Friday 24 July 2015

LibCAMp: A Cambridge Unconference

People who follow me on Twitter may have recently seen me frantically tweeting about something called #camlibcamp. This was the first Cambridge library staff unconference and was held this week at the Alison Richard Building in central Cambridge.

We are lucky in Cambridge as every year part of the University Library team organise a conference for staff in January. As well as being something to perk you up just after Christmas it provides a great way to meet new people and share new ideas. Circumstances and busy work schedules for the organisers meant that there was no official conference held this year so a group of us decided to do something about it.
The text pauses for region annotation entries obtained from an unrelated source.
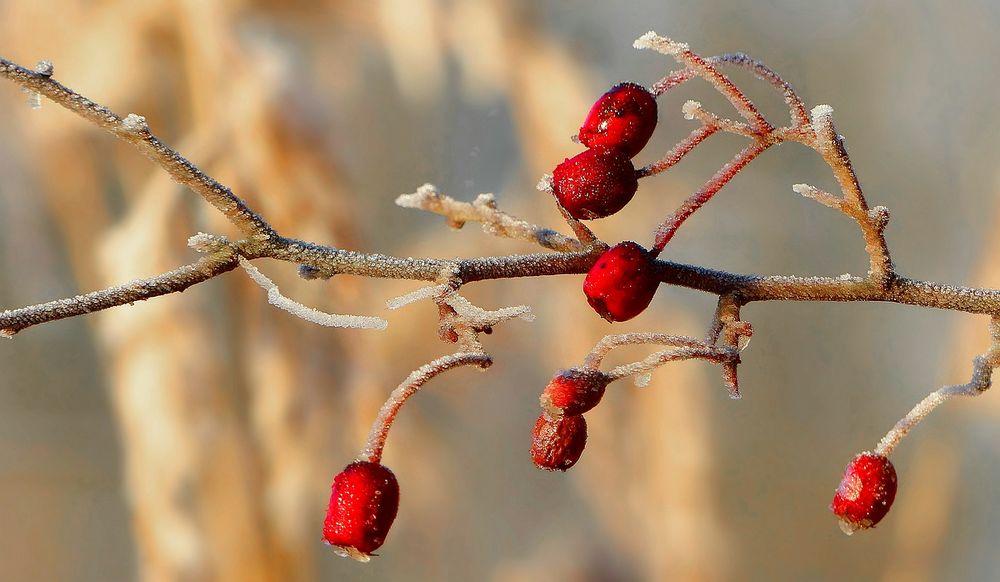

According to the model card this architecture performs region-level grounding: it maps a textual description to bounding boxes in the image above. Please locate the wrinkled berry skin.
[577,83,656,158]
[531,414,587,471]
[583,241,660,322]
[323,461,399,562]
[538,369,609,418]
[552,149,639,220]
[830,452,896,534]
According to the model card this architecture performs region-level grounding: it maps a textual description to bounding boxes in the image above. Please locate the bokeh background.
[0,0,1000,582]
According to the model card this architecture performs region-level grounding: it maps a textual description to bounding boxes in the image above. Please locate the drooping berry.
[531,414,587,471]
[583,241,660,321]
[323,461,399,562]
[552,149,639,220]
[830,452,896,535]
[578,83,656,158]
[538,368,610,418]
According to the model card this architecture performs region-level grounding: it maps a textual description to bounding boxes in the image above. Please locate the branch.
[0,248,239,338]
[396,184,584,251]
[875,317,1000,457]
[0,57,275,240]
[360,352,493,463]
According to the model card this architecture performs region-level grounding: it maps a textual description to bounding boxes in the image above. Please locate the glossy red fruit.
[583,241,660,321]
[531,414,587,471]
[323,461,399,562]
[538,369,610,418]
[577,83,656,158]
[830,452,896,535]
[552,150,639,220]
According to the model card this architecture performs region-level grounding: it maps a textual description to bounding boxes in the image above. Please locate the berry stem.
[636,124,719,178]
[607,346,739,381]
[875,316,1000,457]
[650,141,771,257]
[633,32,774,135]
[359,352,493,463]
[650,53,809,127]
[583,332,707,370]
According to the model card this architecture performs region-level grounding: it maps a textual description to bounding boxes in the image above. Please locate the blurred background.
[0,0,1000,582]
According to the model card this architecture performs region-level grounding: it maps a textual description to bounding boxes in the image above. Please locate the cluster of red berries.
[552,83,656,220]
[531,368,611,471]
[552,83,659,322]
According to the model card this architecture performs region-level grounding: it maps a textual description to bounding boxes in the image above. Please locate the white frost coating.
[396,184,441,210]
[681,99,702,119]
[35,61,56,77]
[122,113,149,133]
[535,174,552,194]
[239,257,389,329]
[472,192,497,210]
[188,232,229,253]
[445,293,535,326]
[632,30,691,56]
[809,105,833,134]
[385,285,450,309]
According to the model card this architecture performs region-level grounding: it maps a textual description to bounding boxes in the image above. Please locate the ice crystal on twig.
[240,257,389,329]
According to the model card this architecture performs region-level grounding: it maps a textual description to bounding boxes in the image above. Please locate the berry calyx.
[830,452,896,535]
[323,461,399,562]
[538,368,610,418]
[577,83,656,158]
[583,241,660,322]
[531,414,587,471]
[552,149,639,220]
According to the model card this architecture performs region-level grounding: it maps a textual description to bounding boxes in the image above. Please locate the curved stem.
[360,353,493,463]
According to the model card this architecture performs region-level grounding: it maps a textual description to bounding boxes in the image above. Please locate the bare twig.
[396,184,584,252]
[0,57,275,240]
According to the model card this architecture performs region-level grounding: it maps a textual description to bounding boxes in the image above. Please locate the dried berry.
[323,461,399,562]
[552,150,639,220]
[583,241,660,321]
[830,452,896,535]
[531,414,587,471]
[538,369,610,418]
[578,83,656,158]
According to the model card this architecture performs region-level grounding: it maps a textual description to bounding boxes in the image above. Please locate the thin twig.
[875,317,1000,456]
[0,57,275,240]
[360,353,493,463]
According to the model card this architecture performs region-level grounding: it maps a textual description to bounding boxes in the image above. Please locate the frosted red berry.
[538,369,610,418]
[323,461,399,562]
[531,414,587,471]
[583,241,660,321]
[552,149,639,220]
[830,452,896,534]
[578,83,656,158]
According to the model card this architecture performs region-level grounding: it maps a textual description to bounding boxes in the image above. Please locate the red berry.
[323,461,399,562]
[830,452,896,534]
[531,414,587,471]
[583,241,660,321]
[538,369,610,418]
[578,83,656,158]
[552,150,639,220]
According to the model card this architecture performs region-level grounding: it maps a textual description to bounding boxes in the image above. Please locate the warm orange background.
[0,0,1000,582]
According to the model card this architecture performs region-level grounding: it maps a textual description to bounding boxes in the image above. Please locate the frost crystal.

LibCAMp was born!

I've been to an unconference before but never organised one so it's been a bit of a learning curve. There were nearly sixty attendees in all which exceeded our expectations and showed that there is a real appetite for this kind of discussion. Below are a few of the lessons learnt during the planning process:
  • plan for more people than you think will come. We thought we would only get about thirty attendees at best but we were overwhelmed by the response. The event sold out in two days but luckily we had some wait-list spaces available which we could release
  • be flexible and listen to other people's ideas when planning. You might have a vision of how you think everything should go but you need to be open to the experiences of others. Some of our best ideas came from someone saying, "how about doing it this way?" so it's important not to discount anything during the planning stage
  • collect feedback soon after the event whilst it's still fresh in the minds of participants. We are not sure at the moment if there will be a rerun of LibCAMp but if there is we have some ideas to encorporate. We asked participants to rate the event but also asked them what was they one thing we could do better. This has given us some valuable ideas for any future events we might run
  • try not to be too hard on yourself when things go wrong. I have a tendency to do this personally so I'm really trying hard to focus on everything that went right as opposed to the fact that I forgot to mention a few things
Overall I think LibCAMp was a success. There were things we could have done better but if we had done everything perfectly it wouldn't have been much of a learning experience! People are still tweeting and blogging about the event so we must have made some sort of impression. The main lesson I've taken away from this is that if you see a gap for an event, rather than complaining about it why not try doing something about it? You might surprise yourself at what you can achieve.